Unfortunately, because solid-state drives (SSDs) are so much more expensive than hard drives, Backblaze doesn't plan to include those in any studies any time soon — not until SSDs achieve price parity with hard drives, Budman said.
Because it buys from retail sites, Backblaze is not beholden to drive suppliers or any pressure they might apply to fend off bad publicity. That said, when Backblaze released its latest blog, Seagate retweeted it. Kudos to Seagate.
Backblaze sticks its consumer drives into RAIDed storage arrays it calls "Pods." That's where it stores customer data. Because the storage servers use RAID, drives can fail and data can be rebuilt because its been striped across multiple drives.
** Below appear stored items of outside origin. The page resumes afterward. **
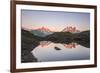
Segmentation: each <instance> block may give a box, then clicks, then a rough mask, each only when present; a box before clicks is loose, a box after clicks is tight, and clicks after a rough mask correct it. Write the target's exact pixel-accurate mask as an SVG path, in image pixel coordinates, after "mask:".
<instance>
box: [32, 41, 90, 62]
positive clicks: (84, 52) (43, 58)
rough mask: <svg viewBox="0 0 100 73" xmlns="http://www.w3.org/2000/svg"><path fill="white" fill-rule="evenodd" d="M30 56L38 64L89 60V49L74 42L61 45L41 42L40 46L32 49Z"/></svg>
mask: <svg viewBox="0 0 100 73" xmlns="http://www.w3.org/2000/svg"><path fill="white" fill-rule="evenodd" d="M55 47H56V48H55ZM58 50H59V51H58ZM32 54H33V55H34V56H35V57H36V58H37V60H38V62H48V61H68V60H86V59H89V58H90V49H89V48H86V47H84V46H81V45H79V44H77V43H74V42H72V43H69V44H62V43H53V42H50V41H41V42H40V45H38V46H37V47H36V48H34V50H33V51H32Z"/></svg>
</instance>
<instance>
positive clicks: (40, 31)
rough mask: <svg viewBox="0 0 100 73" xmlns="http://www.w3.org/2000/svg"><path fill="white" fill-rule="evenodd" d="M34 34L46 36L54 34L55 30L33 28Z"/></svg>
mask: <svg viewBox="0 0 100 73" xmlns="http://www.w3.org/2000/svg"><path fill="white" fill-rule="evenodd" d="M31 33H32V34H34V35H36V36H39V37H45V36H47V35H50V34H52V33H53V32H48V31H41V30H32V31H31Z"/></svg>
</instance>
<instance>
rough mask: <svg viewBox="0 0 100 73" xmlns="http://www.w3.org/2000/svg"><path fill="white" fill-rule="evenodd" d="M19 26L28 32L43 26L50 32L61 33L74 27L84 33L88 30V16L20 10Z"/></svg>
mask: <svg viewBox="0 0 100 73" xmlns="http://www.w3.org/2000/svg"><path fill="white" fill-rule="evenodd" d="M21 26H22V28H24V29H28V30H30V29H36V28H40V27H42V26H44V27H46V28H49V29H50V30H52V31H61V30H63V29H64V28H65V27H67V26H75V27H76V28H77V29H79V30H80V31H84V30H89V28H90V14H89V13H82V12H81V13H79V12H64V11H43V10H42V11H40V10H21Z"/></svg>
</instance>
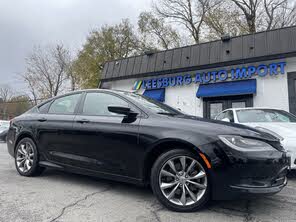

In other words, data generally isn't lost when a drive fails.
The company only uses 313 enterprise-class drives in its Dell PowerVault storage systems for corporate data. Even so, last year it published a compelling report comparing enterprise and consumer drive failure rates. It showed the annual failure rate of expensive enterprise-class drives (4.6%) was about the same as cheap consumer-class drives (4.2%).
That blog post went viral, and rightfully so. That kind of information is highly useful, just as the data released this week is. It absolutely deserves your attention.